With FunSQL, inline subqueries can be written similarly to CTEs without duplication. We just reuse the variable representing the subquery. 

In [8]:
foo = SQLTable("foo", ["x", "y"])
foo_plus = From(foo) >> Select(Get.x, aka(Fun("+", Get.x, 1), S.x2))

The inline version gets rendered as,

In [9]:
q = foo_plus >> Join(
    aka(foo_plus, "foo_2"), left=True, on=Fun("=", Get.x2, Get.foo_2.x)
)
render(q)

query: 
SELECT
  "foo_2"."x", 
  "foo_2"."x2"
FROM (
  SELECT
    "foo_1"."x", 
    ("foo_1"."x" + 1) AS "x2"
  FROM "foo" AS "foo_1"
) AS "foo_2"
LEFT JOIN (
  SELECT
    "foo_3"."x", 
    ("foo_3"."x" + 1) AS "x2"
  FROM "foo" AS "foo_3"
) AS "foo_2_1" ON ("foo_2"."x2" = "foo_2_1"."x")

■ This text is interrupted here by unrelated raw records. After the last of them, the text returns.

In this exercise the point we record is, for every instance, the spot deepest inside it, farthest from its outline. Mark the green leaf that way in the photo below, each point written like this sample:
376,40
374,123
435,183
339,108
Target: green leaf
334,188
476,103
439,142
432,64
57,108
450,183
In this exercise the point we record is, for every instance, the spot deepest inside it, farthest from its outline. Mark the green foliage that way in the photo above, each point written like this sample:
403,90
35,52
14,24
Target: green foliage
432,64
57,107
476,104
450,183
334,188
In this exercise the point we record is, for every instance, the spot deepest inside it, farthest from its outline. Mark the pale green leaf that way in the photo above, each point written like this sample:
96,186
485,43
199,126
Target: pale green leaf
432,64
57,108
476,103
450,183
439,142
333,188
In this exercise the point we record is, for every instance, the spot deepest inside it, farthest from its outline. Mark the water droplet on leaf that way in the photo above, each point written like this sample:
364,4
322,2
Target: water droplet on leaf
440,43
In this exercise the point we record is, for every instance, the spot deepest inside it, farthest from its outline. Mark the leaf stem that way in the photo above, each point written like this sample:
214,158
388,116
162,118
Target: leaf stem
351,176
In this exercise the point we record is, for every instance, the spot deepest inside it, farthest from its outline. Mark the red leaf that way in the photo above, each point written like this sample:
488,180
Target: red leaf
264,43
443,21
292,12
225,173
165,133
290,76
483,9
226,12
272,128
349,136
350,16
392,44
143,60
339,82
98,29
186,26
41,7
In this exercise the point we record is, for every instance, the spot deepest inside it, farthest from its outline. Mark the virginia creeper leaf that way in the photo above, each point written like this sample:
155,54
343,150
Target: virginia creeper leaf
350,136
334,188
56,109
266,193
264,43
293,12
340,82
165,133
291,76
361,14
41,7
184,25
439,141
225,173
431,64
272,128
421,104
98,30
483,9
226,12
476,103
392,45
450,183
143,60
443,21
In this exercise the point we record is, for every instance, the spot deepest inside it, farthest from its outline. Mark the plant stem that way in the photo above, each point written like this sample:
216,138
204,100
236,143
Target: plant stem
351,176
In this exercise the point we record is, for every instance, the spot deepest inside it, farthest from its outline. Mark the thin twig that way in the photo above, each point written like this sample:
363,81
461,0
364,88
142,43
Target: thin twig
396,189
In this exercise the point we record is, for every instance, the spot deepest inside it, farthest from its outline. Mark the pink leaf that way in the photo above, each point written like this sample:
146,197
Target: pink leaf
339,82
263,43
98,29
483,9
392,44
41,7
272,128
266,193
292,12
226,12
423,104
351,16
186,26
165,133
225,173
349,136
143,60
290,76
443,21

While with the base table defined as a CTE,

In [10]:
q = (
    From(S.foo_plus)
    >> Join(
        aka(From(S.foo_plus), "foo_plus_2"),
        left=True,
        on=Fun("=", Get.x2, Get.foo_plus_2.x),
    )
    >> With(foo_plus >> As(S.foo_plus))
)
render(q)

query: 
WITH "foo_plus_1" ("x", "x2")  AS (
  SELECT
    "foo_1"."x", 
    ("foo_1"."x" + 1) AS "x2"
  FROM "foo" AS "foo_1"
)
SELECT
  "foo_plus_2"."x", 
  "foo_plus_2"."x2"
FROM "foo_plus_1" AS "foo_plus_2"
LEFT JOIN "foo_plus_1" AS "foo_plus_3" ON ("foo_plus_2"."x2" = "foo_plus_3"."x")

### Conclusion

While SQL definitely needs a redo for the big list of reasons specified in the `Against SQL` post, FunSQL lets us get around some of the lexical issues with SQL. It could be useful to query systems speaking SQL either directly, or implementing a more concise DSL on top of it.